In October 2020, Akhand Jyoti Eye Hospital was awarded the "Sri S N Shah Award" by Vision 2020. The hospital received the "Dr. Jordan Kassalow VisionSpring Award" in October 2021, also from Vision 2020, for its work on refractive errors. In 2022, the hospital was honored with the "Rural India Healthcare Excellence Award" at the Indo-Asian Business Excellence Summit by Business Connect.

== Activities ==

=== Blindness Elimination Programme "Nayan Suraksha Mission" ===
Akhand Jyoti Eye Hospital aims to eliminate curable blindness by providing eye care services. Operating 5 eye hospitals and over 41 eye clinics across Bihar, Uttar Pradesh, and Uttarakhand, the hospital performs more than 145,000 eye surgeries annually. The 5 eye hospitals are located in Mastichak (Saran), Patna, Dalsinghsarai, Purnea and Ballia (UP). It is the largest super-speciality eye hospital network in Eastern India, with 80% of its sight-restoring surgeries provided free of charge to patients from low-income areas. The hospital's outreach team conducts door-to-door visits in villages and organizes eye camps to identify blind and visually impaired individuals. Patients are transported to the hospital's surgical centers for cataract surgery and returned home post-surgery.

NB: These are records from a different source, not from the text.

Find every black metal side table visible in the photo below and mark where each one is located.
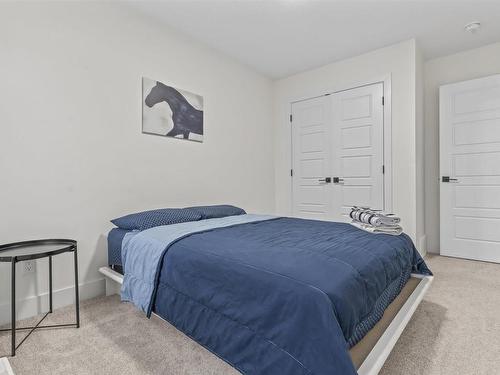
[0,239,80,357]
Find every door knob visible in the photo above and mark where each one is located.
[333,177,344,184]
[441,176,458,182]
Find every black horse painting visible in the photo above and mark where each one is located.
[144,81,203,139]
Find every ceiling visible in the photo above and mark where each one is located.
[130,0,500,78]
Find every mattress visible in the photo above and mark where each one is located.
[108,228,131,270]
[122,218,431,375]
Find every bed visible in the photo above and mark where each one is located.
[101,215,432,375]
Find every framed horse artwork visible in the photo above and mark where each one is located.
[142,77,203,142]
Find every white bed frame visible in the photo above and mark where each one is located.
[99,267,433,375]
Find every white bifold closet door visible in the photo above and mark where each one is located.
[439,75,500,262]
[292,83,384,221]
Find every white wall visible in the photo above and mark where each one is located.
[425,43,500,253]
[415,44,427,255]
[0,2,274,321]
[274,40,417,240]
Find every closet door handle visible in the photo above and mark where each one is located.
[333,177,344,184]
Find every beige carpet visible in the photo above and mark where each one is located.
[0,257,500,375]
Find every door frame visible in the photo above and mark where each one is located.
[287,74,393,214]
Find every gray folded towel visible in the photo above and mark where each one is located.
[349,206,401,227]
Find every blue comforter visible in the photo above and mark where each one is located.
[122,218,431,375]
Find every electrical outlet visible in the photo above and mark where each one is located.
[23,260,35,273]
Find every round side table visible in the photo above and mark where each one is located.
[0,239,80,357]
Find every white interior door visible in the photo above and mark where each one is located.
[292,83,384,221]
[440,75,500,262]
[292,96,332,220]
[331,83,384,221]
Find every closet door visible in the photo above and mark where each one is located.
[439,75,500,263]
[329,83,384,221]
[292,96,332,220]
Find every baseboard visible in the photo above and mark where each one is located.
[0,357,14,375]
[0,278,106,328]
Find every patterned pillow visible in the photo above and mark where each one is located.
[186,204,246,219]
[111,208,202,230]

=== Girls Empowerment Programme "Football to Eyeball" ===
Through this program, Akhand Jyoti Eye Hospital provides opportunities for girls aged 12-16 to train as professional footballers or optometrists. The initiative aims to address gender-based inequalities, exploitation, and child marriage in provincial Bihar, promoting equal opportunities for girls.

== Operations ==
The registered office is located in Kolkata, West Bengal, India, and the project office is located in Saran, Bihar. The organization has more than 1,000 employees. It is managed by Mritunjay Kumar Tiwary, Founder and Executive Trustee, and six more trustees.